Thursday, August 13, 2009

ObamaCare end of life counseling

First - the gross mis-statement. What I am calling ObamaCare is not health care, and does nothing to care for anyone but insurance companies and B. Hussein Obama's good buddies.

But - end of life counseling, that has been touted as euthanasia and an excuse to withhold care for the elderly or grievously injured or ill, this is supposed to be an implementation of living wills.

Living wills go by several names, my mother has one, my father did before he died. This is where you make a legal, binding request that hospitals not make any "heroic" intervention or effort to resuscitate or revive you, if you are close to death.

People do choose this kind of restriction on their doctor. Often the ventilator, the vegetable coma, the impairment and pain of partial successes seem so daunting, that one chooses not to. For many, they struggle for all the breaths available, and wish for every chance for another day. That is, they choose, or refuse to consider or choose the matter, which is another kind of choice.

What some families have faced, though, is hospitals, nurses, and doctors that refuse to follow clear and legal instructions. Instead they impose their particular morality - without accepting the legal, moral, human, and financial consequences.

One summary of end of life counseling as expressed in the House-passed version of the bill today, is that this means the physician discusses wishes and options, about every five (5) years for the elderly or infirm. I would compare this to counseling women before performing an abortion - bring care giver and patient together for a review of options and to confirm the patient's choice.

In either case, abortion or end of life, it would be immeasurably sad to overlook an alternative that would have been reasonable, beforehand, to the patient.
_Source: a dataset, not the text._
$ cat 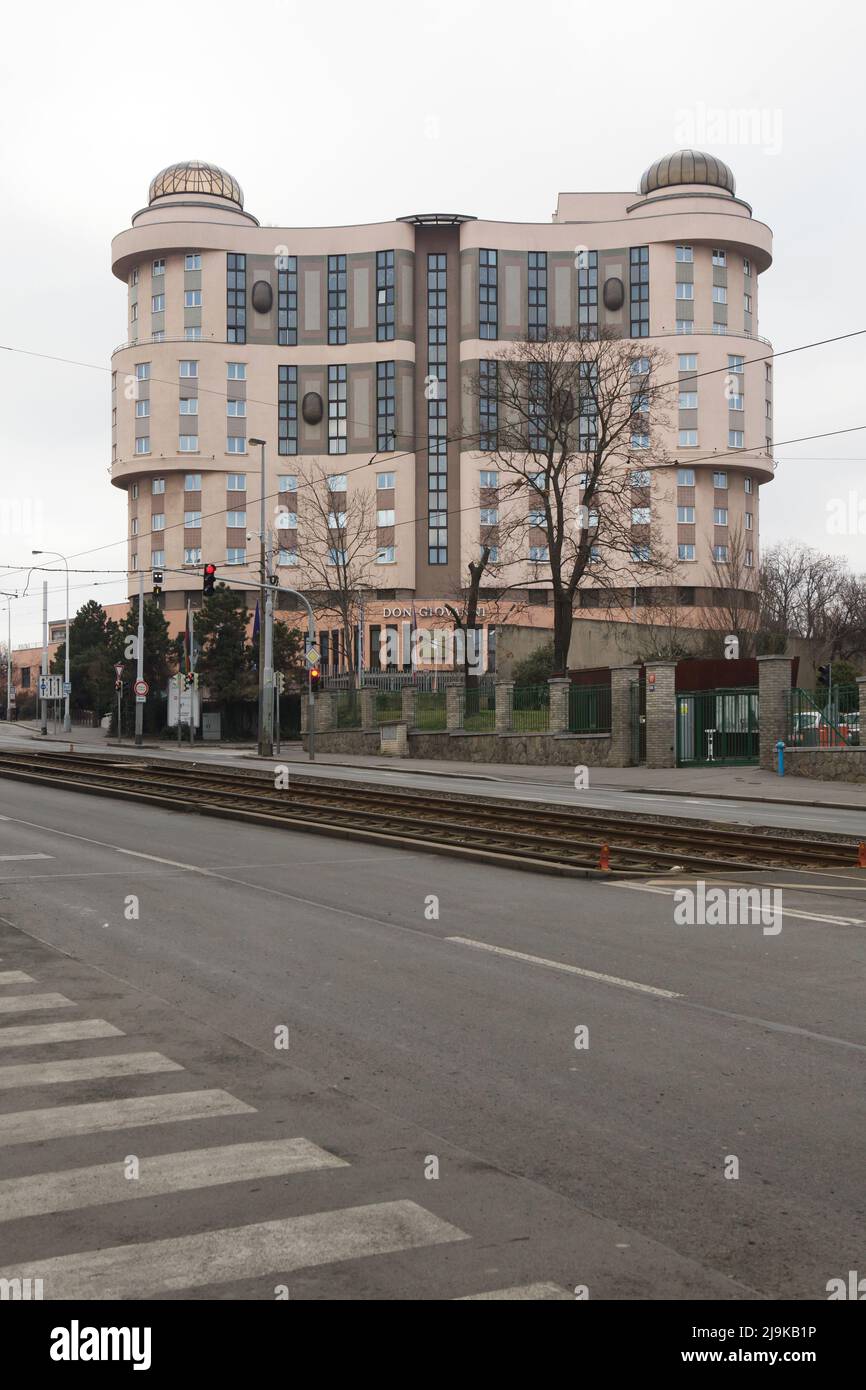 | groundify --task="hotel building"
[111,150,773,660]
In both cases, though, government participation raises a spectre, a shadow of grave concern. Just as liberal forces have played our elementary schools to inflict their social engineering on our nation's children, there is the real likelihood that someone at some level - local, regional, national - will use the counseling provision to slant the message. To recommend, refuse to discuss, or demand one choice or another. That federal programs will introduce intimidation, denial of services, or harassment to bias "choices" in a preferred direction.

It is guaranteed that the "counseling", when implemented by the government, will expand the scope to include additional provisions, etc. Governments hire bureaucrats that only advance within government circles, and most often by expanding the scope and range of their organization.
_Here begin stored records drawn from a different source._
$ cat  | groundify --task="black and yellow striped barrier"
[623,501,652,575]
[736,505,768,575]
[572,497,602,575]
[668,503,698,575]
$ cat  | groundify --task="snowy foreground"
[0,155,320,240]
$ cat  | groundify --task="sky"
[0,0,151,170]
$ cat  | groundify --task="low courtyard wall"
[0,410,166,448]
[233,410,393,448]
If end of life counseling and abortion counseling were recommendations of the American Medical Association - and every American visited a family physician regularly - I would be much happier about this topic.

I am much happier that Mom talked to (the late) Dr. Frink about resuscitation, about heroic interventions, than to the IRS agent at my last audit. Dr. Frink never, to my knowledge, lied to a patient, or made up problems.

For one thing, doctors make money prescribing medicines and caring for patients. Government agents advance by keeping costs down. I know which influence I trust to waste less life and cultural experience.

Would a young doctor tomorrow, briefed on the legal requirement for end of life counseling, be affected by how the government presents the program? I cannot imagine otherwise. Would that doctor's patients then be influenced by the government procedures and representations? Yep.

The concept, or possibly even the intent of the ObamaCare end of life counseling provision might be well intentioned. Stuff happens. But I do not trust a government intervening into the discussion between doctor and patient. There is already too much intrusion.